Company: NCK INTERNATIONAL CORP.   |   Contact: support@mova-globes.com

Overview

This document describes how NCK INTERNATIONAL CORP. (MOVA Globes) collects, stores, processes, protects, and retains Amazon-related data for integrations and SP-API usage. It is intended for platform review and auditors.

Storage & Location

  • Data storage region: AWS EU (eu-west-1).
  • Backups: encrypted backups stored within EU region.

Encryption & Transport

  • Encryption at rest: AES-256.
  • Encryption in transit: TLS 1.2 or higher.
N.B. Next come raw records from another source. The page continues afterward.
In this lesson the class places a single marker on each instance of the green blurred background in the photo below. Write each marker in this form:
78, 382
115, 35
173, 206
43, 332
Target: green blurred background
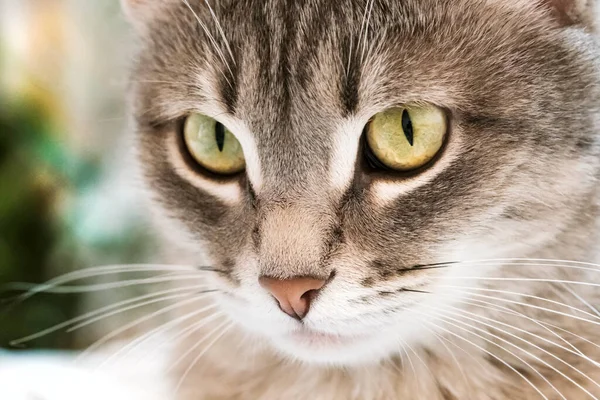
68, 193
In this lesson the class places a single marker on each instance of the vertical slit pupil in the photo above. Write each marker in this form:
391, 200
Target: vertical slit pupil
220, 135
407, 127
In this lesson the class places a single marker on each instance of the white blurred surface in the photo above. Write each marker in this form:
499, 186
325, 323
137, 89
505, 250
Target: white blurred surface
55, 376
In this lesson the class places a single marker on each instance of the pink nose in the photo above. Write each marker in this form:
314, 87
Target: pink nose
294, 295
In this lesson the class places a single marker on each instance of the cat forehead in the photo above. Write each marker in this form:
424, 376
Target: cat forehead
315, 61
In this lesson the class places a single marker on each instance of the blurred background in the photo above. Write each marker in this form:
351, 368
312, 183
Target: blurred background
68, 193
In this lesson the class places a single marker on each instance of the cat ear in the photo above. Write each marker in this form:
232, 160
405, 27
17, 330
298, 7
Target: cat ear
575, 12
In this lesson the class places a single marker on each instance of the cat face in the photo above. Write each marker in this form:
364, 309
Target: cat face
323, 249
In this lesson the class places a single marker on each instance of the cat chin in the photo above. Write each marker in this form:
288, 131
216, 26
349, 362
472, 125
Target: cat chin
336, 351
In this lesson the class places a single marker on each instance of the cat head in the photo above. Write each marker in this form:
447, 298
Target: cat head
331, 158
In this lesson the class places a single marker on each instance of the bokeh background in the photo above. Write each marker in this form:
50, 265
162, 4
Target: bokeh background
69, 198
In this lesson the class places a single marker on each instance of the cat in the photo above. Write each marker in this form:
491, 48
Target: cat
389, 199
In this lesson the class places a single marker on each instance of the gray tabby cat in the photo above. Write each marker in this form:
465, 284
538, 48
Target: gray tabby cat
397, 199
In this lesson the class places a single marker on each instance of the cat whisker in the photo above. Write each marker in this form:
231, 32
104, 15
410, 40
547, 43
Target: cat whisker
145, 303
581, 299
497, 308
139, 321
102, 310
523, 261
420, 359
477, 289
96, 287
100, 271
188, 332
471, 331
450, 353
541, 280
212, 41
478, 319
443, 339
127, 349
460, 337
221, 32
224, 329
404, 351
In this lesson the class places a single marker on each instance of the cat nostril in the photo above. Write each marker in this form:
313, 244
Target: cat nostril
293, 295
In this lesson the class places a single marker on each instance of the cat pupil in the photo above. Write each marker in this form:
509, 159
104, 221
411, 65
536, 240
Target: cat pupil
220, 136
407, 127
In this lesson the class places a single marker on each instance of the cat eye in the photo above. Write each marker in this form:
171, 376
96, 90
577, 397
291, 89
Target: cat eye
406, 138
212, 145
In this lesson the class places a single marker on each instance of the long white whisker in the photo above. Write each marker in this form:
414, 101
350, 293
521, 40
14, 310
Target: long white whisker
465, 288
133, 307
195, 361
100, 287
158, 330
478, 320
513, 369
412, 366
212, 41
85, 316
441, 339
527, 261
498, 308
100, 271
221, 32
446, 318
581, 299
138, 321
543, 280
191, 329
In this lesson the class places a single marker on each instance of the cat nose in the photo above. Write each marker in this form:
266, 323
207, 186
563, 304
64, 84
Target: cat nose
294, 295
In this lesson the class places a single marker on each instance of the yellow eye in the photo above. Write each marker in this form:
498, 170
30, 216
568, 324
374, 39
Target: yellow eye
212, 145
406, 138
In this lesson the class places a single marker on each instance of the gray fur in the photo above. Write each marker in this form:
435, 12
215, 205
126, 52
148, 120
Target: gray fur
520, 82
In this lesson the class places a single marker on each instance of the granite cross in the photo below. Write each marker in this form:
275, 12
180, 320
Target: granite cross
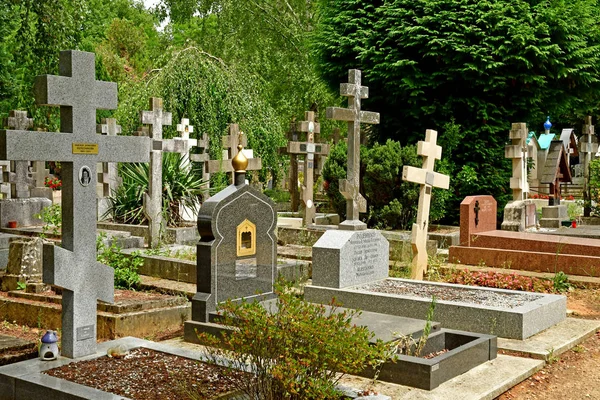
349, 187
20, 178
428, 179
587, 147
517, 151
73, 265
155, 118
310, 149
230, 142
108, 175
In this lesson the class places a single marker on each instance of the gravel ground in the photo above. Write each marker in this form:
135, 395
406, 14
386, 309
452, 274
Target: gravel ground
472, 296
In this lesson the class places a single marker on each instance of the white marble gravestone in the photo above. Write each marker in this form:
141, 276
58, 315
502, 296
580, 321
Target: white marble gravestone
73, 265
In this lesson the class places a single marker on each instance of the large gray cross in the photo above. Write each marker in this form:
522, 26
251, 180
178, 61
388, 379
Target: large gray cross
349, 187
108, 175
428, 179
73, 266
309, 149
20, 178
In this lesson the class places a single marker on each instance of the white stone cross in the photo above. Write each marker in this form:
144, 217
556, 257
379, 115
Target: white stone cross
73, 265
349, 187
108, 175
20, 178
309, 149
517, 151
428, 179
155, 118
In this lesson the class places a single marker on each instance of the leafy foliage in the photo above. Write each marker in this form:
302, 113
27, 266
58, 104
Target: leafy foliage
298, 352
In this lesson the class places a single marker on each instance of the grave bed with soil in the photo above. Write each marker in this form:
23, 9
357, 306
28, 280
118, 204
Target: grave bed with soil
505, 313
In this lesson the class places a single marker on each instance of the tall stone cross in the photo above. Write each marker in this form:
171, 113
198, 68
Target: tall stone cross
309, 149
20, 178
349, 187
517, 151
230, 143
78, 147
587, 147
108, 175
155, 118
428, 179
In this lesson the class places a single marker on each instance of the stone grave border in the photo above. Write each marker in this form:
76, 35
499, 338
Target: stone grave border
514, 323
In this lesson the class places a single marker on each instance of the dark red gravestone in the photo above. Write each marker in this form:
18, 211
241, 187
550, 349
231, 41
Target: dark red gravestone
477, 214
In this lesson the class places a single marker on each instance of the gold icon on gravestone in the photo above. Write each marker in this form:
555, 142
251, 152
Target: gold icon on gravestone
246, 239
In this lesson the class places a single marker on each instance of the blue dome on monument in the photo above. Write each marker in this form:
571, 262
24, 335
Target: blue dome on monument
547, 124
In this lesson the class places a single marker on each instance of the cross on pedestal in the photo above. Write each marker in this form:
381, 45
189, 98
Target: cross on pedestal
587, 147
349, 187
73, 266
428, 179
230, 143
517, 151
20, 177
108, 175
309, 149
155, 118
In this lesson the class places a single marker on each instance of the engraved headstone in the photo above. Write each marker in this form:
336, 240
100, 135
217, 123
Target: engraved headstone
73, 265
236, 255
428, 179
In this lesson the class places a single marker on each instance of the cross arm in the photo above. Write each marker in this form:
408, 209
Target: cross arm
348, 114
26, 145
423, 177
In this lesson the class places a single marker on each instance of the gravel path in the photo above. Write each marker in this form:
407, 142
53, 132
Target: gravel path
446, 293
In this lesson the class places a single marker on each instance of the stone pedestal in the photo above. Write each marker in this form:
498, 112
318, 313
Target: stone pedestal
343, 258
552, 216
519, 215
24, 263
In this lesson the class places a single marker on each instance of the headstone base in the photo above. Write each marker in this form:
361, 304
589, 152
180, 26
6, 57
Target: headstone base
344, 258
22, 211
552, 216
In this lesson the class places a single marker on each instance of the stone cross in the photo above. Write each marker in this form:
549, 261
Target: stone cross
428, 179
20, 177
230, 142
587, 147
155, 118
73, 265
517, 151
349, 187
309, 149
108, 175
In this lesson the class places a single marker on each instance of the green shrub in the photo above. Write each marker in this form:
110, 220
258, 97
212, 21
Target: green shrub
299, 352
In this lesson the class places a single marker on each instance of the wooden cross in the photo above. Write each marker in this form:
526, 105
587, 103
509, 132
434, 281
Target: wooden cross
349, 187
73, 265
230, 142
108, 175
517, 151
155, 118
309, 149
20, 178
428, 179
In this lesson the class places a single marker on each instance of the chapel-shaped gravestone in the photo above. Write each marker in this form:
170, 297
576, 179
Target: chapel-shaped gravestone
237, 252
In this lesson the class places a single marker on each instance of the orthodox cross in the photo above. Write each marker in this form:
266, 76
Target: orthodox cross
108, 175
309, 149
349, 187
428, 179
517, 151
73, 265
20, 178
230, 143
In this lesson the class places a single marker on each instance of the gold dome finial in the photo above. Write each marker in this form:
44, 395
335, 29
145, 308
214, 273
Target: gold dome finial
240, 162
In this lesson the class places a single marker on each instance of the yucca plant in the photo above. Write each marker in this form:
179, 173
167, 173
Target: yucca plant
181, 185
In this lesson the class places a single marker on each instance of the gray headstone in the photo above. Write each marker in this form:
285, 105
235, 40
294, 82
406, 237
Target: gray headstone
78, 147
343, 258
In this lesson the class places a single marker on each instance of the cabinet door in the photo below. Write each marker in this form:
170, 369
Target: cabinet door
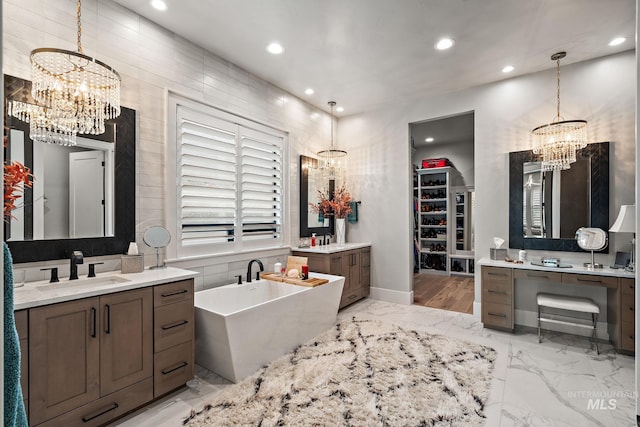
126, 339
64, 356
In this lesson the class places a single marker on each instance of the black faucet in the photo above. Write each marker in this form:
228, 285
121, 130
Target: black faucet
257, 272
76, 258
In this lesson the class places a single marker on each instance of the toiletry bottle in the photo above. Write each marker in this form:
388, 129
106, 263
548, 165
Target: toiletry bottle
277, 267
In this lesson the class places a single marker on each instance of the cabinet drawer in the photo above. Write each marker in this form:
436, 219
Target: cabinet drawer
22, 323
628, 310
366, 257
173, 292
497, 278
106, 408
497, 315
590, 280
628, 336
628, 288
173, 324
538, 276
173, 368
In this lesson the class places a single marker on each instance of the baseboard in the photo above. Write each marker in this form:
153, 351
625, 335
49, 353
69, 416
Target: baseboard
530, 319
389, 295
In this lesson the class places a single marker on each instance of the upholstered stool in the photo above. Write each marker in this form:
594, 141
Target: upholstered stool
564, 302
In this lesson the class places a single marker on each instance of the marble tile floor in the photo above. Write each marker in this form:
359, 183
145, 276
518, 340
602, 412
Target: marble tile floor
560, 382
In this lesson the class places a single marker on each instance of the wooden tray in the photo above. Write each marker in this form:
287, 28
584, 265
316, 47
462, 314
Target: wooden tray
312, 282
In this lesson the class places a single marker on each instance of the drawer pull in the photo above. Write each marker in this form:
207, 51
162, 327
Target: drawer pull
168, 371
172, 294
580, 279
113, 406
174, 325
497, 314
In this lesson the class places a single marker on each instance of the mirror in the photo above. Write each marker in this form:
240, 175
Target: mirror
47, 227
547, 208
310, 182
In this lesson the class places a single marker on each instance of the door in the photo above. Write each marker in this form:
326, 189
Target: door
126, 339
64, 358
86, 194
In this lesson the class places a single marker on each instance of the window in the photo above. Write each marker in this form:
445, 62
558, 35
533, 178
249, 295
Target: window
229, 182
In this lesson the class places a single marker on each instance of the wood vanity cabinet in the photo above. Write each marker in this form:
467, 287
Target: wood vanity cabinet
92, 360
352, 264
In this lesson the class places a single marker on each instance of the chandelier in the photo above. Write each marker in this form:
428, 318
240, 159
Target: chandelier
331, 164
74, 93
558, 141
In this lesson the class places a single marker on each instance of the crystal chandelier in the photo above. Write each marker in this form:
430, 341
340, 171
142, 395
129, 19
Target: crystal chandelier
331, 164
558, 141
75, 93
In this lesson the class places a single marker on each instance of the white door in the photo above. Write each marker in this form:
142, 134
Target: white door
86, 194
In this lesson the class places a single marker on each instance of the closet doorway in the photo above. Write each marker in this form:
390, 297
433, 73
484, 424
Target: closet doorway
443, 204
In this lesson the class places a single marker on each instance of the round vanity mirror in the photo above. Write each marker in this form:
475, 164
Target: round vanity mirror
591, 239
157, 237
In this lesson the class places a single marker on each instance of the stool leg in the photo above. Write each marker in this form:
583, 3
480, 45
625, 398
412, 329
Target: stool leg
539, 337
594, 317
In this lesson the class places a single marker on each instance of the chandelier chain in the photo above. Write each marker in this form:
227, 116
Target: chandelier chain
78, 20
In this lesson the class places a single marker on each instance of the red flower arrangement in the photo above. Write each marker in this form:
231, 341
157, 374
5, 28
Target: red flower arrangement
339, 206
16, 177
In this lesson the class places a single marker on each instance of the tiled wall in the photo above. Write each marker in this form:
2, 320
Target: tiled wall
152, 61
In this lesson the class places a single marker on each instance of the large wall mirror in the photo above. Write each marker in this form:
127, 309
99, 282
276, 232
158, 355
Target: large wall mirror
546, 208
83, 196
311, 181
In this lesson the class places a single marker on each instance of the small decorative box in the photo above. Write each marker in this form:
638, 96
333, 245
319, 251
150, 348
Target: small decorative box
131, 264
498, 254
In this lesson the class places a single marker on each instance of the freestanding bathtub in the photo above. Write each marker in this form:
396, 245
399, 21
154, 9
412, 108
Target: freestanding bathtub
240, 328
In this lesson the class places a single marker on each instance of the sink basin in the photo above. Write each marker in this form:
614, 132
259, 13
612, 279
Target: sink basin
93, 281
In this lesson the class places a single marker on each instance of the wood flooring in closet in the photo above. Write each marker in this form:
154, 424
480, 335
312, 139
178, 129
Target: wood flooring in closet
453, 293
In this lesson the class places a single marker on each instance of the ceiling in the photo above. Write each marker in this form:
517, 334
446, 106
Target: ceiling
365, 53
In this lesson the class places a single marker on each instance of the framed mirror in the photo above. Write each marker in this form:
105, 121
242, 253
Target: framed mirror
65, 210
310, 182
547, 208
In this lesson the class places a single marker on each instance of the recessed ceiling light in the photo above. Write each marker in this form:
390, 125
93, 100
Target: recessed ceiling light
275, 48
617, 41
159, 4
444, 43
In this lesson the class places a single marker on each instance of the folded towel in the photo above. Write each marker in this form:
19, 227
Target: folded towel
14, 413
352, 218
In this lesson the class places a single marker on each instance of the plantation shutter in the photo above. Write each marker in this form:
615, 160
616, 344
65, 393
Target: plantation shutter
261, 186
207, 175
229, 184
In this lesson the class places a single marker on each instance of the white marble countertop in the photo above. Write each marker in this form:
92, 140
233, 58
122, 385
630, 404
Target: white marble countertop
576, 268
35, 294
332, 248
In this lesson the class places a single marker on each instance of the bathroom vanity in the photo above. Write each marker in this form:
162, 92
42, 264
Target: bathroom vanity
351, 260
95, 349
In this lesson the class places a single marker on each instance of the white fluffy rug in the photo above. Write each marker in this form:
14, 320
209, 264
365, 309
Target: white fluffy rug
362, 373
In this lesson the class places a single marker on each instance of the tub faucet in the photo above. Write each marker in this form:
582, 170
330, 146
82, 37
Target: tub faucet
76, 258
257, 272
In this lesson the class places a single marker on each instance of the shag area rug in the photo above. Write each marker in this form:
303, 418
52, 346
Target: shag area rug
362, 373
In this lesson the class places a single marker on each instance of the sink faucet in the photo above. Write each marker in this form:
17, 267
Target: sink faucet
76, 258
257, 272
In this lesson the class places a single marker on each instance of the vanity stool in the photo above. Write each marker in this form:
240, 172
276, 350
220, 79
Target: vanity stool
563, 302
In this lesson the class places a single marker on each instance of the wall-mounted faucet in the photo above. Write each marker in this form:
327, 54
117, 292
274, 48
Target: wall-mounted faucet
257, 272
76, 258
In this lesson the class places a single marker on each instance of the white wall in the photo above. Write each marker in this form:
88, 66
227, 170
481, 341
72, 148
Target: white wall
601, 91
151, 61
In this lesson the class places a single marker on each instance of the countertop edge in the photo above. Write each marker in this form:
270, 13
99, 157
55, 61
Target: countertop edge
30, 296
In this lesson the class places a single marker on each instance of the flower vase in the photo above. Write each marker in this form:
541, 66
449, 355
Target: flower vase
341, 228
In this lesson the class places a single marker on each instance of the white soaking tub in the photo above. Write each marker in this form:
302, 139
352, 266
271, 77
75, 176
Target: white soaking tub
240, 328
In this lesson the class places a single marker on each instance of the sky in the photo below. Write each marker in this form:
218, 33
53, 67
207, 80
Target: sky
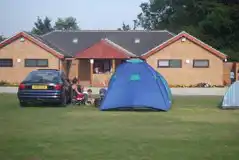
20, 15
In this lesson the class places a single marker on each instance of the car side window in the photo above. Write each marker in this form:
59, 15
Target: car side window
64, 78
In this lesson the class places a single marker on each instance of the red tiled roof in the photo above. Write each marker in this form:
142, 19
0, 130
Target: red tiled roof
189, 37
102, 50
33, 40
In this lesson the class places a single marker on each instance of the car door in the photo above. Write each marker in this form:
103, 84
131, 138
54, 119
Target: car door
67, 84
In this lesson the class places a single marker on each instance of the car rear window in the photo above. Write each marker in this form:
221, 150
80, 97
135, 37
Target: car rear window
43, 77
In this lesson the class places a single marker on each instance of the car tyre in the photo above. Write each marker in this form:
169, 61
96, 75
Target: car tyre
23, 104
63, 101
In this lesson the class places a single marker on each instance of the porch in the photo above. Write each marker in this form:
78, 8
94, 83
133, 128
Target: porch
97, 72
98, 62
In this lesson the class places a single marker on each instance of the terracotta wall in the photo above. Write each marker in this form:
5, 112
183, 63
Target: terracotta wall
187, 75
18, 50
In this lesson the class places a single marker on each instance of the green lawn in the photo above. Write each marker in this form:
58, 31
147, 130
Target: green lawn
194, 129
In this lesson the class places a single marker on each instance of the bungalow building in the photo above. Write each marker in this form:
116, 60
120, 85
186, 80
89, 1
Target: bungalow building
93, 56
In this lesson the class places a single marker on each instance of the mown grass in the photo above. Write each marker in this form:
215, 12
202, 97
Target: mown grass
194, 129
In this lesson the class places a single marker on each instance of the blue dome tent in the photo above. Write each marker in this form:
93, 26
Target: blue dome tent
135, 84
231, 97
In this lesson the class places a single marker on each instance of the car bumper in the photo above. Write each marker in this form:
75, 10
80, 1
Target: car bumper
39, 97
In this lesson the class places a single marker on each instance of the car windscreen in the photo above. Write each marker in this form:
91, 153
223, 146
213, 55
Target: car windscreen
43, 77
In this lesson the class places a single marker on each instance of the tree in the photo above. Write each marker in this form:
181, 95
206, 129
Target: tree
2, 38
126, 27
215, 21
42, 26
69, 23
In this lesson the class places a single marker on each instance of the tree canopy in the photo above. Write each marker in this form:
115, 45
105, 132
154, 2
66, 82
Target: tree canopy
43, 26
68, 23
215, 22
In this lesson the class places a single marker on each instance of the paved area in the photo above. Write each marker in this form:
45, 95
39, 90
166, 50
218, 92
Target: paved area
175, 91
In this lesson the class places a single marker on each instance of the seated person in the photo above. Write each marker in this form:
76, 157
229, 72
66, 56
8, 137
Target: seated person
76, 91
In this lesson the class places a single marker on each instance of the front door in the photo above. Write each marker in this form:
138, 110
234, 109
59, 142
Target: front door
84, 71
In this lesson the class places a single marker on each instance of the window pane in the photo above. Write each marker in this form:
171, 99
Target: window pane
163, 63
6, 63
42, 63
175, 63
201, 63
30, 63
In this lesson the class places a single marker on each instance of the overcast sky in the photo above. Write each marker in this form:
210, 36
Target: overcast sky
19, 15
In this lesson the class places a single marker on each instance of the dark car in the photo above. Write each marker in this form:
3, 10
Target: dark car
45, 86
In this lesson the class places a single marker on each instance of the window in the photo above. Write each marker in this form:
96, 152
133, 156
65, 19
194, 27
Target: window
6, 63
36, 62
200, 63
102, 66
172, 63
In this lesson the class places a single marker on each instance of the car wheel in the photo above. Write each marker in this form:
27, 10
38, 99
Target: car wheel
63, 101
23, 104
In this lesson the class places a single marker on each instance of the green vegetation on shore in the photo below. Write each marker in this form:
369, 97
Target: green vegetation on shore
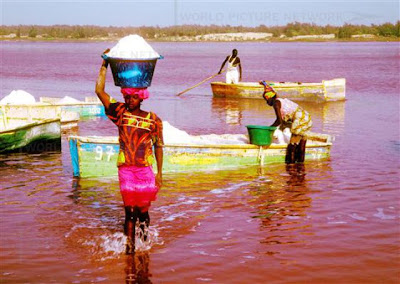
296, 31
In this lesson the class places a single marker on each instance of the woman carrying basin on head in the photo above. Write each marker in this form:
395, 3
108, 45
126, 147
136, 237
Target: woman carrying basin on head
290, 114
139, 131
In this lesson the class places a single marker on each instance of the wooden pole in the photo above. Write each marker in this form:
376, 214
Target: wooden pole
198, 84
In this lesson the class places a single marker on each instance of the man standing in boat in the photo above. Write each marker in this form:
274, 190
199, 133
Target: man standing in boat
233, 76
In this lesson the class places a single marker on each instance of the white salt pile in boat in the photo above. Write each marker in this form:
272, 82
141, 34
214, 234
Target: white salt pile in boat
68, 100
18, 97
173, 135
133, 47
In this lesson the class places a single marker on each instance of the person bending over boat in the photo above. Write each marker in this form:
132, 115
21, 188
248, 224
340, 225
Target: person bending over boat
139, 131
290, 114
233, 76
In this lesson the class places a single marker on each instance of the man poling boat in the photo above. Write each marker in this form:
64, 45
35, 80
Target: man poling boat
233, 75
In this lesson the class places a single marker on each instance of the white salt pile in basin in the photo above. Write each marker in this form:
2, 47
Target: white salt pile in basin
133, 47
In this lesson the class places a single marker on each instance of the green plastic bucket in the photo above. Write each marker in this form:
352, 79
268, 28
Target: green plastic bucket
260, 135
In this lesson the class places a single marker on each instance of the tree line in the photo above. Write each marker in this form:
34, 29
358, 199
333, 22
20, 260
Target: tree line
289, 30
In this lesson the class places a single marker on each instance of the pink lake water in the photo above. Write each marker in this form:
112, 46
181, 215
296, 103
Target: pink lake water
333, 221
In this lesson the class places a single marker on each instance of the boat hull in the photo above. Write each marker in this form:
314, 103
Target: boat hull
97, 156
329, 90
38, 112
31, 137
88, 108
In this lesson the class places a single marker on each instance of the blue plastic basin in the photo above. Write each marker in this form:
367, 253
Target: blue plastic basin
132, 73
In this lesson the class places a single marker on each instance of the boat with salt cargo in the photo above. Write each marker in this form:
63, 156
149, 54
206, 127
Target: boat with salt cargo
327, 90
30, 135
90, 107
96, 156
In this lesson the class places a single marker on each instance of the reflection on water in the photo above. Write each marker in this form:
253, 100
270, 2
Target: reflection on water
137, 268
281, 207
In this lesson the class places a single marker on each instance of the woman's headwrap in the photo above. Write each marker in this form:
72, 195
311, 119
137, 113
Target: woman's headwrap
269, 92
142, 93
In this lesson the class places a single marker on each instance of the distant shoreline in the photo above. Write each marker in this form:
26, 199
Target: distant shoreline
375, 39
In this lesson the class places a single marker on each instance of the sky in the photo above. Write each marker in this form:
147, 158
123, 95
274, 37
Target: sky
179, 12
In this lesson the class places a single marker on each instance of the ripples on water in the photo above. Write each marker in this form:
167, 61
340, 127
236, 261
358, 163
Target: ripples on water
329, 221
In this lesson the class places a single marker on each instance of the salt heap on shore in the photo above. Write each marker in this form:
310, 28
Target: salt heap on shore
133, 47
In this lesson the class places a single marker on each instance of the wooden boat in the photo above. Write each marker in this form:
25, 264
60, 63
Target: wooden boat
88, 108
96, 156
38, 111
329, 90
30, 136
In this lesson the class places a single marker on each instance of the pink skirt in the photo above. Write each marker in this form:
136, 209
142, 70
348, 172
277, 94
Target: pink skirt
137, 186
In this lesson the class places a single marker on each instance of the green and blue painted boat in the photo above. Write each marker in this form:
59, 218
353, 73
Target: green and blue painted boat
30, 136
37, 112
327, 90
96, 156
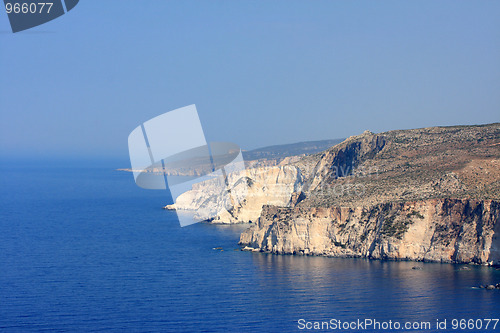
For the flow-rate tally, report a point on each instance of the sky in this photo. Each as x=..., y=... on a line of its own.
x=260, y=72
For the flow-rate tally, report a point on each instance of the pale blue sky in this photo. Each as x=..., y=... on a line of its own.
x=259, y=72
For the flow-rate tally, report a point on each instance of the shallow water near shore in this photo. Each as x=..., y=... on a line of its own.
x=85, y=249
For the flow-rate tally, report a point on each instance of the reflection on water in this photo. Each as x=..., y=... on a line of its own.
x=328, y=287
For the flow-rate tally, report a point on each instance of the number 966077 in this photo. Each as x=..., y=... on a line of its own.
x=28, y=8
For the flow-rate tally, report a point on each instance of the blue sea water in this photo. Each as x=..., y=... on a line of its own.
x=82, y=249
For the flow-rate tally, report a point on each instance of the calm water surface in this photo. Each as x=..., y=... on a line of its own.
x=84, y=249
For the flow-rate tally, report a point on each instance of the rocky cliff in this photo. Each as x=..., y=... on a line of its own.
x=253, y=188
x=446, y=230
x=426, y=194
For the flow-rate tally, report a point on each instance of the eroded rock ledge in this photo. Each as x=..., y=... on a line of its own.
x=443, y=230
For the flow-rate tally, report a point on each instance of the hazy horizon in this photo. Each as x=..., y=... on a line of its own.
x=260, y=73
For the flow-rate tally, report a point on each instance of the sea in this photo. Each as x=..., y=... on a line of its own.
x=83, y=249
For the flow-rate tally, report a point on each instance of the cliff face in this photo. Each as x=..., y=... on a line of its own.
x=446, y=230
x=253, y=189
x=427, y=194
Purposes & Data Minimization

  • Purposes: order verification, warranty/replacement processing, returns handling, basic fraud detection, and customer support.
  • PII collected: order ID, buyer name, buyer email, phone, shipping address, and minimal transaction metadata. Payment card PANs are never stored.
  • Data minimization: only the minimum necessary fields are collected for each purpose.

Retention

  • Support & warranty records: retained 18 months.
  • Order/tax/audit records: retained 7 years.
  • Security logs: retained 12 months; operational logs: 90 days.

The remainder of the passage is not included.